I am imagining all of this, she thought, transferring the idea through the link. She was careful to copy his sentence structure and to keep her tone neutral. It was experimental, but probably the best she would be able to do until she better understood her own power. Alex pushed the tune of the old song into his head for good measure.
Thirty seconds later, Alex saw the change taking place. His eyes strayed from the road less often, and his dome lost its sheen as his heartbeat dropped to a steady rhythm. He bobbed his head slightly from side to side. “I know you like me,” he sang quietly. He was terribly off-key, but the music brought Alex peace. “I know you do.”
She sighed happily as she leaned against the window and receded from his mind. So he was right, she realized, thinking of Benjamin. There was more to her power than she had ever known, and in less than a day she
had gained a rudimentary understanding of how to use it.
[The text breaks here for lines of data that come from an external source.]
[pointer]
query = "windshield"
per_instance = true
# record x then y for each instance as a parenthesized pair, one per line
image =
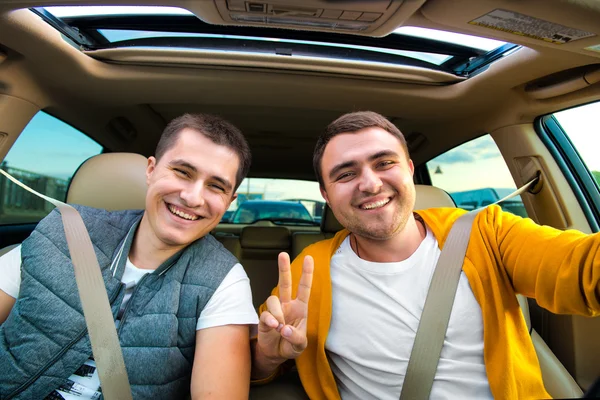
(283, 201)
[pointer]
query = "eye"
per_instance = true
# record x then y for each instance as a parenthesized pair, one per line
(181, 172)
(345, 176)
(386, 163)
(218, 187)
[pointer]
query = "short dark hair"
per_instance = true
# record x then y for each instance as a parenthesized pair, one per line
(351, 123)
(218, 130)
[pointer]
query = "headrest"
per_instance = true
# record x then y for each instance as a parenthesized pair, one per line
(265, 237)
(329, 223)
(111, 181)
(427, 197)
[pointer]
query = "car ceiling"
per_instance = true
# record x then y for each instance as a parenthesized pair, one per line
(282, 109)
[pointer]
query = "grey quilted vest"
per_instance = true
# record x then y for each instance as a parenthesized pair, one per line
(44, 340)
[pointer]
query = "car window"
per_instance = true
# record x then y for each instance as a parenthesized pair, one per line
(285, 200)
(44, 157)
(475, 175)
(580, 124)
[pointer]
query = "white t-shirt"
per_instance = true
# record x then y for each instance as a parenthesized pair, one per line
(375, 315)
(231, 304)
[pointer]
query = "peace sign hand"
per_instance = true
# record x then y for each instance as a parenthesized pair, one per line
(282, 328)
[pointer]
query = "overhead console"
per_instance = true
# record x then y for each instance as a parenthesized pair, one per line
(368, 17)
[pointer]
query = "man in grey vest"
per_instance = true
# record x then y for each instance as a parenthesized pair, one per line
(181, 302)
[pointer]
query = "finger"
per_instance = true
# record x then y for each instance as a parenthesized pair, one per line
(306, 280)
(267, 322)
(274, 307)
(296, 337)
(285, 278)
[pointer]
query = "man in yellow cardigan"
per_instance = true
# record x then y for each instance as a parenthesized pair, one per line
(351, 328)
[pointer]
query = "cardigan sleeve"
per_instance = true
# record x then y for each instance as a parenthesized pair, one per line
(560, 269)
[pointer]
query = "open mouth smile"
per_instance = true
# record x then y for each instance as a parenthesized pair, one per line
(181, 214)
(375, 204)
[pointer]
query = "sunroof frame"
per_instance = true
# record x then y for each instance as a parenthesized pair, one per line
(83, 31)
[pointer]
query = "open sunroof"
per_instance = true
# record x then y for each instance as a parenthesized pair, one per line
(101, 27)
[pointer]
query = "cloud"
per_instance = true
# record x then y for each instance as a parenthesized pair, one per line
(478, 149)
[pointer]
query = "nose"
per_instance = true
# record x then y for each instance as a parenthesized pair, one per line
(192, 195)
(370, 181)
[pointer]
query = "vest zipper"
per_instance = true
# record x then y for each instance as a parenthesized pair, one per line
(57, 356)
(135, 289)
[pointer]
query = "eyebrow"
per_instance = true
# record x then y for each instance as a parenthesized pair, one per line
(349, 164)
(185, 164)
Alex had always prided herself on being a fast learner. She smiled smugly all the way to Brennan’s apartment.
Chapter Thirteen
The cathedral stood proudly against the colorful backdrop of the setting sun.
St. Agabus’s was one of the oldest buildings in Odols, having been originally founded alongside the rest of the town during colonial times. Its original purpose had been to convert natives to Christianity and provide traditional services for the frontier settlers. As the country expanded and time passed, it underwent several reconstructions until it became the enormous monument that it was today.
Stained-glass windows soared thirty feet high between thick columns of weather-hardened stone. There were wings off to either side of the main great hall, resembling a giant cross as seen from the air. The pair of staggeringly large wooden doors that completed the building’s entranceway looked like they could withstand a heavy siege from bloodthirsty orcs; Noah could have used them as rafts and still have accomplished his mission.
He could have even saved the unicorns, Brennan thought as he looked up at the overzealous craftsmanship. He made use of a smaller set of doors that were carved like a mouse hole from the larger pair. Inside were several statues, all of the same young woman. Her face was fair, and a hooded robe concealed much of her hair and figure. In the cupped hands of each statue was a shallow pool of water. Brennan walked past them and into the great hall.
Two columns of pews lined each side of the carpeted central procession walkway, and the rows extended all the way from the entrance to the altar. Thousands of people could fit without ever touching elbows. High above, Brennan saw the crucial arches that held everything together, as well as endless decorative embellishments that served no function.
The cathedral was mostly empty, as it was a Thursday evening, but a few dedicated worshippers still kneeled with their eyes closed and hands clasped. Brennan walked quietly down the aisle. Even though he had abandoned the faith many years ago, his time around Bishop had rekindled a healthy respect for those who at least believed in something. He felt it would be wrong to intrude any more on their privacy than was necessary.